Scientific collaborations operating on modern facilities generate vast volumes of data and auxiliary metadata, and the information is constantly growing. High energy physics data is a long term investment and contains the potential for physics results beyond the lifetime of a collaboration or/and experiment. Many existing HENP experiments are concluding their physics programs, and looking for ways to preserve their data heritage.
The Run1,2 estimated LHC experiments RAW data volume is 15+ PB/year and ~130 PB/year is expected by the end of Run 3 in 2022 and 200 PB/year for High-Luminosity LHC Run. Even today the managed data volume of the ATLAS experiment is close to 300PB.

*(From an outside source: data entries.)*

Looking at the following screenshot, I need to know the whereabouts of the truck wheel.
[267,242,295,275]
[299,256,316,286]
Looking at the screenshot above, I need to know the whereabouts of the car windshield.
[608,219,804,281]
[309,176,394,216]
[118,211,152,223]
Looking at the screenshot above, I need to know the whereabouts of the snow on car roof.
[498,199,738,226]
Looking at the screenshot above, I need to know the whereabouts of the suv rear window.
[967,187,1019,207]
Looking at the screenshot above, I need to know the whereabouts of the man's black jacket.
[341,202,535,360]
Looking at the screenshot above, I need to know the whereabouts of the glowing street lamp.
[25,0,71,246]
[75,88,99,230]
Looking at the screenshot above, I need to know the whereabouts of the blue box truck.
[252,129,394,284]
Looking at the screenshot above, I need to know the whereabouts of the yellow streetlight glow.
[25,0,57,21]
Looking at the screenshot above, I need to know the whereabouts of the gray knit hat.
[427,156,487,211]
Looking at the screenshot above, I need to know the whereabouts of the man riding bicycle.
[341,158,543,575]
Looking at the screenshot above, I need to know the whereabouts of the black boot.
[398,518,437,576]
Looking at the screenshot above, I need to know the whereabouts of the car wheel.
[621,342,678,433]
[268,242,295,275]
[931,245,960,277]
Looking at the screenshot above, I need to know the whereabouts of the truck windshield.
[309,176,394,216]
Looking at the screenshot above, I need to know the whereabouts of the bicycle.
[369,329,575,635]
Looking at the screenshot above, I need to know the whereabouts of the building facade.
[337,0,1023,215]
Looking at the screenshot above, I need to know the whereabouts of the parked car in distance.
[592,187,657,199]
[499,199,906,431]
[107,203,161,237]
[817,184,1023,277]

Data Preservation HEP working group announced Data Preservation Model in May 2012. This model includes the preservation of real and simulated data, the analysis level, reconstruction and simulation software, and the preservation of documentation (such as internal notes, wikis, etc). However, existing long-term preservation resources are loosely connected and don’t provide tools for the automatic reproduction of connections/links between various data and auxiliary metadata from storage subsystems. Data Knowledge Base R&D Project, started in 2016, is aimed at developing of the software environment and providing a coherent view/representation of the basic information preservation objects/components. The present architecture of DKB is based on the ontological model of HENP studies. The central storage – OpenLink Virtuoso – consolidates the basic metadata about scientific papers and internal documents, experimental environment and data samples, used in physical analysis. Specific services – metadata export/extraction/import tools, aggregation/integration modules – are organized as workflows run by Apache Kafka, providing nonstop data processing. One of the most challenging tasks is to establish and keep connectivity between data samples and scientific publications, internal notes and conference talks. Scientific publications and notes have information to establish the above connectivity. (Meta)Information could be extracted from papers and would be used to connect data samples and analysis, and then import these links into Virtuoso in accordance with the ontological model. As a result, all data samples, used in the data analysis described in the document of interest, can be obtained with a simple SPARQL request to Virtuoso. In the nearest future DKB architecture is planned to be enhanced with the SPARQL-endpoint services for InSpire HEP, CERN Document Server and Production Systems, thus providing virtual integration of these storage resources.